The Position Navigator can be used to show all notable base positions in contigs, and to quickly navigate to them.

Choosing the Targets

Press the button Button16-Crosshairs.png Position Navigator in the Task Entry overview, or choose it from the context menu. A selection dialog is opened where the targets that should be included in the position navigator can be chosen. By default, all Button16-Failed Assembly.png failed targets and Button16-Warning Assembly.png targets with warnings are selected, because only those can have problems that appear as positions of interest.

After the selection dialog has been confirmed, the targets are scanned for problems. This requires that the full data of a target is loaded.

After the scanning was performed, the Position Navigator window opens up, showing four different tabs: Summary, Targets with Failed Analysis, Homopolymer InDels, and Consensus Edits.

Summary

Summary Panel

Shows a summary of the found problems. The links here can be used to jump to the corresponding section.

Targets with Failed Analysis

Analysis Errors Table

The table shows all targets that have warnings or failed the analysis checks. Only the most important reason of failure is listed per target.

When contigs are modified, the table is automatically updated. Resolved problem positions are not removed, but they are marked as solved. They can be removed with the Button16-Clear.png Remove Solved button.

The following columns are shown in the table:

State
Can be Button16-Error.png (error), Button16-Warning.png (warning), Button16-OK.png (solved).
Target
The affected target.
Position
The base position where the error occurs. Some errors (like wrong contig length) don't refer to a specific position.
Error Type
Shows the type of analysis check that has failed.

Homopolymer InDels

Homopolymer InDels Table

The table shows all insertions or deletions that are related to a homopolymer, a sequence of identical bases (at least 2 bases in reference sequence). This is a common problem for some next-gen sequencing data.

When contigs are modified, the table is automatically updated. Resolved problem positions are not removed, but they are marked as solved. They can be removed with the Button16-Clear.png Remove Solved button.

The following columns are shown in the table:

State
Can be Button16-Error.png (problem), Button16-OK.png (solved problem).
Target
The affected target.
Position
The position that was determined as the error position of this homopolymer. This position is detected by analyzing the read alignment. In some cases this detection fails, and the real problem position may differ.
Length in Ref
The length of the homopolymer in the ref.-seq.. Only homopolymers with a length 2 or larger in the reference sequence are found.
The duplication hint means:
If we have an "CAAT" in the ref.-seq., and an "C-AT" in the contig => homopolymer (deletion)
If we have an "C-AT" in the ref.-seq., and an "CAAT" in the contig => No homopolymer, because ref.-seq. has only one A
Type
The type of the homopolymer can be Insertion or Deletion. Insertion means that an additional homopolymer base does not appear in the ref.-seq..
Base
The base that is repeated in the homopolymer.
Coverage
The number of aligned reads on the detected homopolymer error position.
Ref Match Abs.
The absolute number of aligned reads on the detected homopolymer error position that have the same base as the ref.-seq..
Ref Match Perc.
The number of aligned reads on the detected homopolymer error position that have the same base as the ref.-seq. as a percentage of the total coverage at this position.


Homopolymer Auto-Correction Settings

The Auto-Correct button can be used to perform an auto-correction of the homopolymer indels, considering the ref.-seq. and the read alignment. This auto-correction can only be done for contigs that contain the reads as assembled reads. Targets without read have the value n/a.
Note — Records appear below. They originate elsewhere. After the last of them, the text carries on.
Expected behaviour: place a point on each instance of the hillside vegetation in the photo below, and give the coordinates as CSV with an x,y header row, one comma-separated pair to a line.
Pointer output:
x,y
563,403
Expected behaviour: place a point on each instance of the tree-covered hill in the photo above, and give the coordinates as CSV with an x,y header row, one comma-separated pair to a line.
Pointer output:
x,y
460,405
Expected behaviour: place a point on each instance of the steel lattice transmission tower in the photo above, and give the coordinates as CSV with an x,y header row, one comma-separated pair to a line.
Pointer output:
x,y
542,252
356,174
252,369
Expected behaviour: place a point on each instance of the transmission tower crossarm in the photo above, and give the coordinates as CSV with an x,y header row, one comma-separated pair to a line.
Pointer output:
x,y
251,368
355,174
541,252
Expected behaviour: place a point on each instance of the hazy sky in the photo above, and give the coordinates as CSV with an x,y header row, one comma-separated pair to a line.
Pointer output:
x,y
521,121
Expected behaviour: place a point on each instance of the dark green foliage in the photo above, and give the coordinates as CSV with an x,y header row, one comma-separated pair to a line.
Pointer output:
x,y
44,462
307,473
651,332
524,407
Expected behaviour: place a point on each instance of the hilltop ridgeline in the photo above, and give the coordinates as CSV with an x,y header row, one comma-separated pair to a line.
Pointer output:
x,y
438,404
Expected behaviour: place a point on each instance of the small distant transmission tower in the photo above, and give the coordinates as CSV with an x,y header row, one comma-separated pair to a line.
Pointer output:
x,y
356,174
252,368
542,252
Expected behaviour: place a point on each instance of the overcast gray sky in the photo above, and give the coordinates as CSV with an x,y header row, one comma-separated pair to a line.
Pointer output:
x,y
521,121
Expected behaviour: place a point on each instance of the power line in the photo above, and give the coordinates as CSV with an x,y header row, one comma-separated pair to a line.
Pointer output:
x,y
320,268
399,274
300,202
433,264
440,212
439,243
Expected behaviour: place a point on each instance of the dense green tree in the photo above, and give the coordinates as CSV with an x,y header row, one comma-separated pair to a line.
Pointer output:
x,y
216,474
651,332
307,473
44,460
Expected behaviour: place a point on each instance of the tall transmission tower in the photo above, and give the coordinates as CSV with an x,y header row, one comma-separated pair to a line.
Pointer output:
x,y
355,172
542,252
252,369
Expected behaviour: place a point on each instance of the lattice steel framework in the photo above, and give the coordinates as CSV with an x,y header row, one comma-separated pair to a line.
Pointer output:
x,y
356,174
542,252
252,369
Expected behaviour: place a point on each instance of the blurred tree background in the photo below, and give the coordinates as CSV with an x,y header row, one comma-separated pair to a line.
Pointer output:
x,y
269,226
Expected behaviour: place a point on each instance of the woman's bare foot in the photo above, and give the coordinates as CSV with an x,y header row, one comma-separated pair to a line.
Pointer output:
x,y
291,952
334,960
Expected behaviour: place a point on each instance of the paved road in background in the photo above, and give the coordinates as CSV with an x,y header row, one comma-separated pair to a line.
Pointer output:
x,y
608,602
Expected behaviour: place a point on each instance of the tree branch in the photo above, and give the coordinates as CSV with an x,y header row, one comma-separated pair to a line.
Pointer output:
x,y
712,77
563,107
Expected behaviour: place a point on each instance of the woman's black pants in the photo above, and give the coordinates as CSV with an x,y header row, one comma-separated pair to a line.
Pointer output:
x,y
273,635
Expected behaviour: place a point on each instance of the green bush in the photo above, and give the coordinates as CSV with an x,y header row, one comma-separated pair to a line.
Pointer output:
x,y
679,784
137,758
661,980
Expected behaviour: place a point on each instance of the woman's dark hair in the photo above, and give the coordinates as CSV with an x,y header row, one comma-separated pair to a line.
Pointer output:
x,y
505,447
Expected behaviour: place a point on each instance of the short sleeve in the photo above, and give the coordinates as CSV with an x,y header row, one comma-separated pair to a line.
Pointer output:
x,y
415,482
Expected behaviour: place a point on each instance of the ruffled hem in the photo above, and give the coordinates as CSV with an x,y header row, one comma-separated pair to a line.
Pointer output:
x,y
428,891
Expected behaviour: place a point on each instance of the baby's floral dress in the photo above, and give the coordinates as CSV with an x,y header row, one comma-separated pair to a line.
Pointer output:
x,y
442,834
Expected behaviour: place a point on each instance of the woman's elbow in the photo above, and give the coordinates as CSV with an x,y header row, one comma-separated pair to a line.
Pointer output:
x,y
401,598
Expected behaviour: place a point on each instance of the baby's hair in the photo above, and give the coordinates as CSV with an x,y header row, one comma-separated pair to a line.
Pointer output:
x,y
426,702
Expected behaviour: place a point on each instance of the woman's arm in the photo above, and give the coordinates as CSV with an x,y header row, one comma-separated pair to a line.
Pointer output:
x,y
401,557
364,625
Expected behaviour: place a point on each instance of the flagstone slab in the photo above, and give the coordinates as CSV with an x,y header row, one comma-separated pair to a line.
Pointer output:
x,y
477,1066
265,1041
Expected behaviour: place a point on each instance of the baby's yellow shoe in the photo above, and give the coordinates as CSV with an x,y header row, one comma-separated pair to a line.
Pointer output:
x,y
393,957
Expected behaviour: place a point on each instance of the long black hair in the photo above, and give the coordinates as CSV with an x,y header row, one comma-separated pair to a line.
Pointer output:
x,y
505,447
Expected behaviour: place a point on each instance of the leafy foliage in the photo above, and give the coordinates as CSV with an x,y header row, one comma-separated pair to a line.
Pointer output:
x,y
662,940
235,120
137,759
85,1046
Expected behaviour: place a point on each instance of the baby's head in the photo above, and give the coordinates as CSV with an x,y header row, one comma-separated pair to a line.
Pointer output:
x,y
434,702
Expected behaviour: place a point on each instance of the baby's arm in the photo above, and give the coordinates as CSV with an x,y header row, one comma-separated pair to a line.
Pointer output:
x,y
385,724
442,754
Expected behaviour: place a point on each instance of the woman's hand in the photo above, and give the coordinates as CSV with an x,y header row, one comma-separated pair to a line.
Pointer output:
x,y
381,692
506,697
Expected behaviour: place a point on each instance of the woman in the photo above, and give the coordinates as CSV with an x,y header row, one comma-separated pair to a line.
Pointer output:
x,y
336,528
If a target has reads but still has the value n/a, no clear error position could be detected in the alignment. These homopolymer indels have to be checked manually.

When the auto-correct button is pressed, a dialog window appears where the requirements and thresholds can be defined, that must be reached by the detected homopolymer positions before they are processed.

Correct Insertions/Deletions
Allows to perform the auto-correction for insertions or deletions only. By default it will be performed for both.
Required minimum homopolymer length
Defines the minimum base count that the homopolymer must have in the ref.-seq..
Required absolute read coverage
Defines the minimum number of reads that must be aligned at the detected homopolymer error position.
Required percentage of coverage matching
Defines the minimum percent identity of the reads to the ref.-seq. base at the detected homopolymer error position.
Allow Single Strand Rating
This option takes into account that many of the homopolymer indels demonstrate a strand bias.
If this option is set, the absolute read coverage and the percentage of coverage matching must be reached either by the aligned forward reads or by the aligned reverse reads.
If it is not set, the sum of all reads (forward and reverse) at the detected homopolymer error position must reach the thresholds.

A preview on the bottom of the settings window shows the number of homopolymers that reach the currently set thresholds.

Consensus Edits

The table shows all edits (manual or automatic) that were performed in the targets. The following columns are shown in the table:

Targets
The affected target.
Position
The position that was edited.
Operation
The kind of edit that was performed.
Comment
A comment that was set for this edit.
Timestamp
The date and time when the edit was performed.